Category Archives: Books

Having just completed Paul Barry’s “Breaking News” I found myself a little sorry for Mr Murdoch. Mostly because he portrays something I have noted with many other “righteous men” in their delight in confirming that other men are not like them; hard-working, able to create wealth (always a sign that “god” is on their side, even if it’s source is not always crystal clear), and with a low taste for scandalous gossip about others.
Like John Calvin or Tomás de Torquemada and even Ayatollah Khomeini, the righteousness and sense of being better than anyone else seems to both drive them forward and blind them to other interpretations of their actions. Almost as if, because they are doing it, it is therefore right, no matter what the law or custom of a country has struggled to rise above and thereby all things are reduced to dross and baseness, confirming their righteousness and better-ness.

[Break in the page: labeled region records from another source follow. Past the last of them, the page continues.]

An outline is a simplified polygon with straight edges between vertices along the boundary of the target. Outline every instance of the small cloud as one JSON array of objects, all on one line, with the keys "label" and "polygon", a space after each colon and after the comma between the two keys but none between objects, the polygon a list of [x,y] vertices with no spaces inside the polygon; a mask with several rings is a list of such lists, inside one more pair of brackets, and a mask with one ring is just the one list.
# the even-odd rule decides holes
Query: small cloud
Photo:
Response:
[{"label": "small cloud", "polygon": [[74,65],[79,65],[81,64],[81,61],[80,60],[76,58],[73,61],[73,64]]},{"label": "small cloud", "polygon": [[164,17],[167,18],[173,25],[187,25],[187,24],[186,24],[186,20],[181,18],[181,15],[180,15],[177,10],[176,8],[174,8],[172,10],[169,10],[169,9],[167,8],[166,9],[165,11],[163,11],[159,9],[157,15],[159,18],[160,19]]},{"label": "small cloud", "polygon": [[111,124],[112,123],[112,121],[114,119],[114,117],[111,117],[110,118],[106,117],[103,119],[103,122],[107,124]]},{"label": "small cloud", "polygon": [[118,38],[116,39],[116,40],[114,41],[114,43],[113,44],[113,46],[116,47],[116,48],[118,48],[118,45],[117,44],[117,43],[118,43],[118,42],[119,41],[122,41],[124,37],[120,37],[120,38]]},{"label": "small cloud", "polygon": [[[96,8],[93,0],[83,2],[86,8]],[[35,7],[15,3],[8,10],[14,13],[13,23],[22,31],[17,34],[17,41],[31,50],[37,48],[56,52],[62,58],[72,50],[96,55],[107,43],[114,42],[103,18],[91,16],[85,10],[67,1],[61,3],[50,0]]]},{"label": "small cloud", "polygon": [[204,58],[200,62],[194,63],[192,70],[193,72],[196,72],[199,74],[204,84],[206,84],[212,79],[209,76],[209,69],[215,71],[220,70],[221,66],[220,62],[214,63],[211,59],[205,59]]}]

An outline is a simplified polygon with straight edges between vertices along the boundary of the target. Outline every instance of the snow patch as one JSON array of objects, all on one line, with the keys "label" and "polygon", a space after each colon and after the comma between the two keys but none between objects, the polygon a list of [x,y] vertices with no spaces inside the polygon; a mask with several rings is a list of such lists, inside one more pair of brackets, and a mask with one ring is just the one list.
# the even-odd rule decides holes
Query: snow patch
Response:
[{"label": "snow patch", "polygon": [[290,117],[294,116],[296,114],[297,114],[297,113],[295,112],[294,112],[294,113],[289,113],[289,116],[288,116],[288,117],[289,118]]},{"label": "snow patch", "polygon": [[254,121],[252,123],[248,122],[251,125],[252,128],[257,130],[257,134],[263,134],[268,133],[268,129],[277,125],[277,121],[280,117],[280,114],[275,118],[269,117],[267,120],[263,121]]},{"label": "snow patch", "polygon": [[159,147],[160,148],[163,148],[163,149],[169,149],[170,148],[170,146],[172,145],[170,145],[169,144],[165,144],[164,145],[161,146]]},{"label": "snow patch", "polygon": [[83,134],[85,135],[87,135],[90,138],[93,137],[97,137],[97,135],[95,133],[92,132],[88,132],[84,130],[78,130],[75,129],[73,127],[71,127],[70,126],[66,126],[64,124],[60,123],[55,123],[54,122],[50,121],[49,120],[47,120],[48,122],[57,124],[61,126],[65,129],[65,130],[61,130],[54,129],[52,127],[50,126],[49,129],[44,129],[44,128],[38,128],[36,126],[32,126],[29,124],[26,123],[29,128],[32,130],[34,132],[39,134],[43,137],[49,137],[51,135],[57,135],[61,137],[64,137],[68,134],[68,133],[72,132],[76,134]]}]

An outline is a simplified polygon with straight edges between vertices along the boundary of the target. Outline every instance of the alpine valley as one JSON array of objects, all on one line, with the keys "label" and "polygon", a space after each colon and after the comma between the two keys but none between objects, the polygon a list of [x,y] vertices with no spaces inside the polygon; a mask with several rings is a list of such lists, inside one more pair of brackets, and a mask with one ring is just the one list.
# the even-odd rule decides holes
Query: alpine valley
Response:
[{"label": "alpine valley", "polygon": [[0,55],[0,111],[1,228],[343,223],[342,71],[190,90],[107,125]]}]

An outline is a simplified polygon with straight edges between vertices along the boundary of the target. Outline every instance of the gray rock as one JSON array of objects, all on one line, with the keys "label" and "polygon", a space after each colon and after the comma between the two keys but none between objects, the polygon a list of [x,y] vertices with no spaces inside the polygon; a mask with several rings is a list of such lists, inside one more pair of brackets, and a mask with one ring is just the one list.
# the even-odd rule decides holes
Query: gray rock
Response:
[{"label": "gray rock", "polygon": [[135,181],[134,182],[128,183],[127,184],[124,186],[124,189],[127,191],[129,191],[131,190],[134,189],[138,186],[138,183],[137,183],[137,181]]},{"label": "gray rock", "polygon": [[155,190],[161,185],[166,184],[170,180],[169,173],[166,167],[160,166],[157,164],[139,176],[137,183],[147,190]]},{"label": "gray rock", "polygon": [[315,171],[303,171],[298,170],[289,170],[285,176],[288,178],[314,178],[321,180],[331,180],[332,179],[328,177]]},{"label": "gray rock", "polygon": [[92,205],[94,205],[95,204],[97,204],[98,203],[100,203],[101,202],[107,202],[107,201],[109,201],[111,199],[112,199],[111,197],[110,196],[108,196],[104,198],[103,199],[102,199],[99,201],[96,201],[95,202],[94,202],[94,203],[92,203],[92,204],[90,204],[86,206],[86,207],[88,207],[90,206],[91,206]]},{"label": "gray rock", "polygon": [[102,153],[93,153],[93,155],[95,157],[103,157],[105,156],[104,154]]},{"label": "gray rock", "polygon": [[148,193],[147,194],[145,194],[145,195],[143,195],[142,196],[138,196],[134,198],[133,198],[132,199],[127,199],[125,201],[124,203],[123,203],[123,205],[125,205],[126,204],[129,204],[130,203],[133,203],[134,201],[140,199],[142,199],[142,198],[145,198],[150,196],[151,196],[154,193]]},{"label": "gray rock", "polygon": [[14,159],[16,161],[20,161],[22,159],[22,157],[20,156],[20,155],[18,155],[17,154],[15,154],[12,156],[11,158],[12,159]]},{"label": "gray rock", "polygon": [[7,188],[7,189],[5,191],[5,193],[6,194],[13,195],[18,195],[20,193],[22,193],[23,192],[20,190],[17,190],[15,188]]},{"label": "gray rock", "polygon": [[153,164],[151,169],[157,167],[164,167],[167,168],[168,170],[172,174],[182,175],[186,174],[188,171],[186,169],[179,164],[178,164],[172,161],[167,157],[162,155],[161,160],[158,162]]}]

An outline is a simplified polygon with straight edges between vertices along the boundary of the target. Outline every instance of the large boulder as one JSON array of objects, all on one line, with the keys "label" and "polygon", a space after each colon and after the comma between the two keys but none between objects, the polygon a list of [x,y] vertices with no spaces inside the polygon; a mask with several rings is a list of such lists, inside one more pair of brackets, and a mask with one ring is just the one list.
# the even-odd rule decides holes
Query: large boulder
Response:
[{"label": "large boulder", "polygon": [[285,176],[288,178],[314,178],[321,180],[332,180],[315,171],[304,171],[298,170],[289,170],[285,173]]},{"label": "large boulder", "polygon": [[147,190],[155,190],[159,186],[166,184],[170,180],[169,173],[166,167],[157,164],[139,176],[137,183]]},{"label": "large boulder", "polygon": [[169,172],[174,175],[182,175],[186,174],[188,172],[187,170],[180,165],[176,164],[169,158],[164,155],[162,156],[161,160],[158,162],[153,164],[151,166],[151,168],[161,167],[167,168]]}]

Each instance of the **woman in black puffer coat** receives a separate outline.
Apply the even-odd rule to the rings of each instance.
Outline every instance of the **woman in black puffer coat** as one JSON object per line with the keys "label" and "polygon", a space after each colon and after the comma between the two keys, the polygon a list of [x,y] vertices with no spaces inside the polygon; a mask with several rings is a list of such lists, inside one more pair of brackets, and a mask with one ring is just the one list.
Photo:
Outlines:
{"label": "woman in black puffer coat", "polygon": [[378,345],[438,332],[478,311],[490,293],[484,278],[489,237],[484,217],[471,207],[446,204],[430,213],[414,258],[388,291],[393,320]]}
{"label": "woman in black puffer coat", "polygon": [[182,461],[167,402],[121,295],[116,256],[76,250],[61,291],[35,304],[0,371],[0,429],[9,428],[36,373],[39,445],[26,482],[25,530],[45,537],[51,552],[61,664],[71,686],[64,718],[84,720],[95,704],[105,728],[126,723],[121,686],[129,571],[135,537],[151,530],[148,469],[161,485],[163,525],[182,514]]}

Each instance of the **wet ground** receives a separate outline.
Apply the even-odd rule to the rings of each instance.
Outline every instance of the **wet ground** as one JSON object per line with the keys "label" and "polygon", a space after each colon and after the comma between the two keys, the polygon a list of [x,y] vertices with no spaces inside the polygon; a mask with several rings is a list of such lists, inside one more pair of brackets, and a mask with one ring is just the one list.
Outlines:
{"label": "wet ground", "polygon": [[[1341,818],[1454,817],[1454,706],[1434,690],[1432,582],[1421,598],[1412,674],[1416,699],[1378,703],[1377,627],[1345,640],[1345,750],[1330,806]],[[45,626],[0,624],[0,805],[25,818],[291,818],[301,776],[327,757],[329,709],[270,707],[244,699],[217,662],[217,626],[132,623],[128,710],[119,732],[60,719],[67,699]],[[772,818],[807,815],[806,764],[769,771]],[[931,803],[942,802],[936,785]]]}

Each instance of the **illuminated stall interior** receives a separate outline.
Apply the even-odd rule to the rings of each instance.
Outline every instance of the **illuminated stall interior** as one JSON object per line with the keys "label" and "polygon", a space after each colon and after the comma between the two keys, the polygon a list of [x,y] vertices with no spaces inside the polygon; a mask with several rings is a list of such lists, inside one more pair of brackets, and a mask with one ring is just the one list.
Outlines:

I also get the sense from Mr Barry’s words that Mr Murdoch’s offspring are left with a need to constantly prove themselves worthy of their father’s love. I wonder if that is reflects  Mr Murdoch’s own need to be worthy of his father, and somehow prove himself ‘better’ than Sir Keith Murdoch as well as the “Old Establishment”.
From where I sit having read more than one book on Rupert Murdoch, in spite of his privileged starting positions I wonder if somehow he does not love himself, and that makes it easier for his apparent desire to be the most wealthy and influential person on the planet. Because only then will he be worthy in his own eyes?

It is too easy though, to dismiss everything that Mr Murdoch has done as an outright evil. There are many other influences on the current state of the Murdoch empire. And one has to credit Mr Murdoch with one great love of his life – he does love the idea of printing news about what is happening in the world and to those whom he thinks should be put in their place.

I look forward to Mr Barry’s sequel to this  book, possibly after Mr Murdoch has “retired” and certainly after the convulsions of the court cases are over.